TÜİK Temmuz ayında telefonla görüşme ücretinin yüzde 7.49 arttığını açıkladı. Ancak ne GSM operatörleri ne de sabit telefon hizmeti veren kurum ‘Biz zam yapmadık’ diyor.
Türkiye İstatistik Kurumu’nun enflasyonu düşük gösterme gayreti içinde olacağını söyleseler inanırım ancak yüksek çıkarma niyeti olabileceğine inanmak zor. Kiracısı olduğumuz evde, mutfağımızda, arabamıza aldğımız benzinde hissettiğimiz gerçek enflasyonu sepetteki ağırlıklarla tatlı tatlı oynayarak bir şekilde dengeleyen TÜİK’in enflasyonla bir problemi olabileceğini düşünmek zor. Olsa olsa teknik bir hata ya da metodoloji yanlışlığı vardır.
TÜİK’in, Suriye’den gelen mültecileri turizm istatistikleri içinde göstermesinin son derece yanlış olduğunu yaza yaza nihayetinde bu yanlıştan döndürebilmiştim. Şimdi sırada bir başka polemik var anlaşılan. Haberleşme ücretlerindeki fiyat değişimlerine de yanlış bir yerder bakıyorlarsa belki bu yanlışı da düzeltme ihtimalimiz olur.

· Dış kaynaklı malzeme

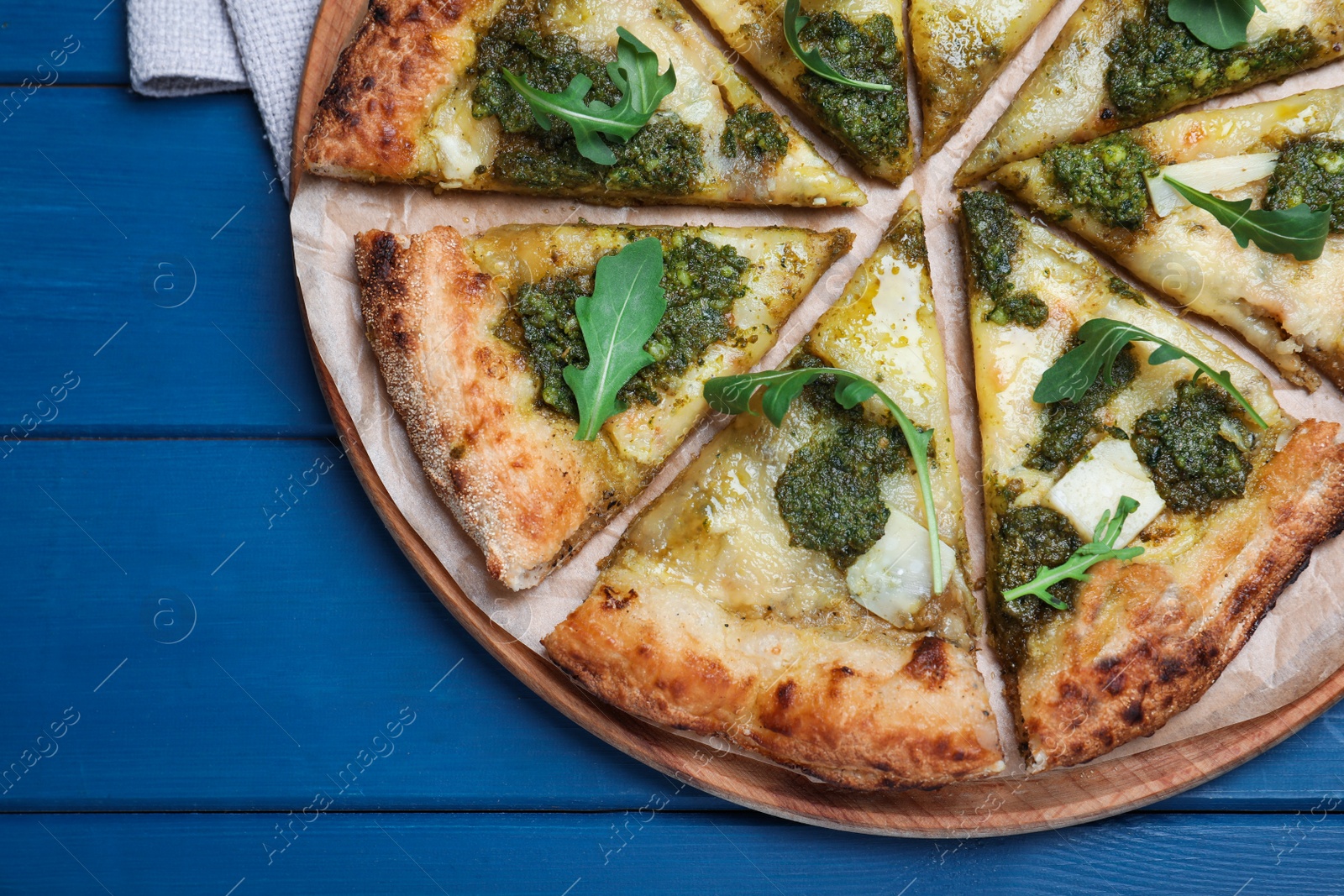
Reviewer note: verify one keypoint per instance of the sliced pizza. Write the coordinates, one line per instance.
(611, 102)
(1280, 155)
(477, 340)
(1119, 63)
(781, 591)
(866, 107)
(1147, 499)
(960, 47)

Ancak öncelikle onlardan gelecek açıklamayı beklemek gerekecek.
Önceki gün açıklanan enflasyon verileri içinde Temmuz’un zam şampiyonu sivri biber olarak açıklandı. Sivri biberin fiyatı bir ayda yüzde 30.94 artmıştı. Listenin 7’nci sırasında ise yüzde 7.49 ile telefonla görüşme ücreti yer aldı. Yer aldı almasına da bu artış tespiti sektörü şaşırttı. Zira sektör oyuncuları böyle bir zammın yapılmadığına eminler.
BTK verisi mi baz?
Peki ne SMS ücreti ne data ücreti ne de ses ücreti artmadıysa TÜİK bu 7.49’luk artışı hangi veriye bakarak buldu?
Hesap hatası değilse sektör yetkilileri bunun tek bir izahı olabileceğini ancak bu ihtimalin de tartışılması gerektiğini belirtiyorlar.

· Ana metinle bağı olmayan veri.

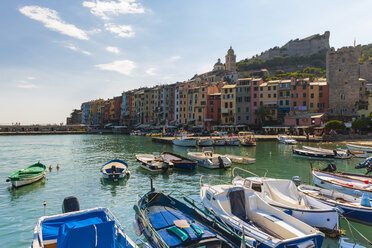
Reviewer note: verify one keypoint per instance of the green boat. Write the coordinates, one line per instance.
(27, 175)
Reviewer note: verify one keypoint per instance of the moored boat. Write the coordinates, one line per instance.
(241, 208)
(313, 154)
(354, 208)
(287, 140)
(210, 160)
(27, 175)
(178, 161)
(154, 163)
(96, 227)
(167, 222)
(347, 183)
(115, 170)
(359, 147)
(283, 194)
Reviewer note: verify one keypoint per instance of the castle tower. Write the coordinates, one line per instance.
(343, 82)
(230, 60)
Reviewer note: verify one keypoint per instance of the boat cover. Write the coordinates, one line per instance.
(87, 233)
(50, 228)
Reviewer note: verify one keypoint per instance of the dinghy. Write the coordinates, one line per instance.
(115, 170)
(359, 147)
(354, 208)
(241, 208)
(167, 223)
(154, 163)
(209, 160)
(287, 140)
(283, 194)
(347, 183)
(338, 154)
(27, 175)
(179, 161)
(96, 227)
(312, 154)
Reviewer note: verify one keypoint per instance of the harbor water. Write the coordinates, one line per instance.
(81, 156)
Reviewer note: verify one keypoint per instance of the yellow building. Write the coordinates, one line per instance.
(228, 94)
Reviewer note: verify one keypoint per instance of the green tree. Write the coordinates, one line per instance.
(335, 125)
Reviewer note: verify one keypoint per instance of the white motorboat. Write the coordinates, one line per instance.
(283, 194)
(205, 142)
(338, 154)
(240, 207)
(210, 160)
(287, 140)
(359, 147)
(153, 162)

BTK, 1 Temmuz itibarıyla yurtiçi ses ücretinde tavan fiyatı artırdı. 43.89 kuruş olan yurtiçi ses tavan ücreti 46.25 kuruşa çıkarıldı. Çıkarıldı çıkarılmasına ancak adı üstünde bu tavan ücret. Yani operatörler uyar ya da uymaz kendi bilecekleri mesele.

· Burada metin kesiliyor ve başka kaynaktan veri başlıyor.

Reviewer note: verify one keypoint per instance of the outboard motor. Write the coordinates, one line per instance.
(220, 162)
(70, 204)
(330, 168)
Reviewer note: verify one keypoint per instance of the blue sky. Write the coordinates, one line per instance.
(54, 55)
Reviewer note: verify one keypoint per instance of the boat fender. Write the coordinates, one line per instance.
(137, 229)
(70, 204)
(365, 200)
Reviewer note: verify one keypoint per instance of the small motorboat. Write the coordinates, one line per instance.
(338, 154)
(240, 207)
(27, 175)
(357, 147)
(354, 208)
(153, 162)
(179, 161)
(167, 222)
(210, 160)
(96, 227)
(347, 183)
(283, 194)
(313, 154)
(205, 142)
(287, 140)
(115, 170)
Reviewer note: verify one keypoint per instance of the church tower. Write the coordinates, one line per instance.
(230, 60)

Nitekim fiyat politikası ve sert rekabet yüzünden kimse paketlerle oynayamadı, ne faturalı ne de faturasız hatlara bu artış yansıtılmadı. Yani realitede BTK’nın tavanı artırması pratikte vatandaşın haberleşme giderlerine negatif bir etki yapmadı.
Eğer TÜİK, BTK’nın tavan ücrette yaptığı bu değişikliği baz alarak, Temmuz’da telefonla görüşme ücretine zam geldiği gibi bir intibaya kapıldıysa bu işte ciddi bir hesap ve mantık hatası var demektir.
Kaldı ki tavan ücretteki artış da yüzde 5.37 yapıyor. Yani yüzde 7.49’luk artışı da tek başına açıklayamıyor.
Eğer TÜİK kurmayları yazdıklarımızı dikkate alır ve bu 7.49’luk artışı nasıl buldular izah edebilirlerse biz de işin gerçeğini anlayabiliriz.
Yanlış kurgulanmış turizm verileri bizi cari açığa kadar götüren bir hesap hatasına sokuyordu. Yanlış hesaplanan enflasyon verisinin ekonomik maliyeti ise çok daha yüksek.